Let’s face it, we have a two-party system in American politics. What people like Ice Cube, Jim Brown, Robert L. Woodson and I understand, is the old adage, “in politics, there are no permanent enemies, no permanent friends, only permanent interests.” The fact is that Republican’s win presidential elections, most of the time. Thus why should Blacks be any different from Jews, Latinx, Catholic and Women voters, and have a more diversified electorate, it’s the only intelligent way of playing politics. Thus more Blacks in the Republican Party means, for us, whatever party wins, Blacks have representatives in place to advocate for our people. Ice Cube is merely doing what the heads of our civil rights organizations should be doing. Working with the person in the White House for their constituents, not simply keeping Blacks angry and disenfranchised for four years or eight years, pouting and with arms folded, waiting to exhale when finally a Democrat assumes the office again. Leaders have a fiduciary responsibility to our people to always advocate for our people with the power or president, whether our CHOICE sits in 1600 Pennsylvania Ave. or not. In fact I have argued that 30% of our number should establish a beachhead in the Republican Party and like special forces fight for a strategic position for Blacks in the party of Lincoln. I would have confidence in an outfit with fighters like Jim Brown and Ice Cube leading the charge!

Obviously the majority of our people will keep our ties with the Democratic Party, because All Politics are local. What I’m talking about is a nuanced political praxis that is very group self-interested, I am a lifelong Democrat, I have always been a Democrat, I live in Kings County the most Democratic county in America, I enjoy close friendships with local, state and federally-elected Democrat politicians in New York, I will always vote Democratic (although as a Free Black Man, I reserve the right not to, if I want to. In the words of Bobby Brown, “It’s my prerogative.”) However locally, voting for one party makes sense to me because I know the elected officials, I’ve seen the tangible fruits of their labor. Yet in presidential elections, it is in my view rather shortsighted to invest all of our political capital in one party, they might just lose. In fact, in my 56 years of life only 24 of those years have been under Democratic Party presidents. Thus we’ve spent the equivalent of 32 years during my lifetime disenfranchised and waiting outside the White House in irrelevancy, waiting on a Democratic Party president before we could breath.

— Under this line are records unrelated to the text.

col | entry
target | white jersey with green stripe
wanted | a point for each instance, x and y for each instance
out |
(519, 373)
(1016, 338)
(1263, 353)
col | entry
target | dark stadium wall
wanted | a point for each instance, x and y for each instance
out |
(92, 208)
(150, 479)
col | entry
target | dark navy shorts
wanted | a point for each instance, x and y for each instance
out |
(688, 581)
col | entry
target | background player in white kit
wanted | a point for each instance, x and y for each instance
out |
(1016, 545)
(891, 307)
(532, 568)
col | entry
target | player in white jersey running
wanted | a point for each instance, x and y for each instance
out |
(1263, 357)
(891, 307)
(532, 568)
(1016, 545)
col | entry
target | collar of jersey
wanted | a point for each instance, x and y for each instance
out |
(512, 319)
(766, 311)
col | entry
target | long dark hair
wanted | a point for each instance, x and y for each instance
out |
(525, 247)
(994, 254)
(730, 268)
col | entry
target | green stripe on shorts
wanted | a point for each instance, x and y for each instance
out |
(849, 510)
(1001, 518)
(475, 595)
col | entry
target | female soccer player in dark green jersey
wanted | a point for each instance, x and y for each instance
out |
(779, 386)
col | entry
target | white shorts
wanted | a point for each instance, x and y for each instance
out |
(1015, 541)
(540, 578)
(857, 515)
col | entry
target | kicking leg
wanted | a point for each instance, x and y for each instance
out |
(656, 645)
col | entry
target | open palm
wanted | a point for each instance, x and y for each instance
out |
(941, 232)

So Cube is not off base, and he certainly has committed no foul against his people, he is simply operating intelligently in a two-party system, so stop disrespecting Cube, even if you have political differences with his decision––but in the spirit of being Woke, my liberal friends need to practice what they preach! Tolerance! No bullying, Diversity, The New Black. Don’t be hypocrites, and don’t stereotype Blacks and assume that Blacks have to vote one way, and to borrow a phrase from a disrespected rapper from New Orleans, Put some R-E-S-P-E-K on Ice Cube’s name because some of us are “born this way,” that is, to be free Men and Women not confined politically to one narrative!

Rev. Conrad B. Tillard Sr. M.Div., Th.M. is the senior minister at Flatbush Tompkins Congregational Church in Brooklyn and the host of “Conversations With Conrad” on WHCR 90.3 FM, the Voice of Harlem.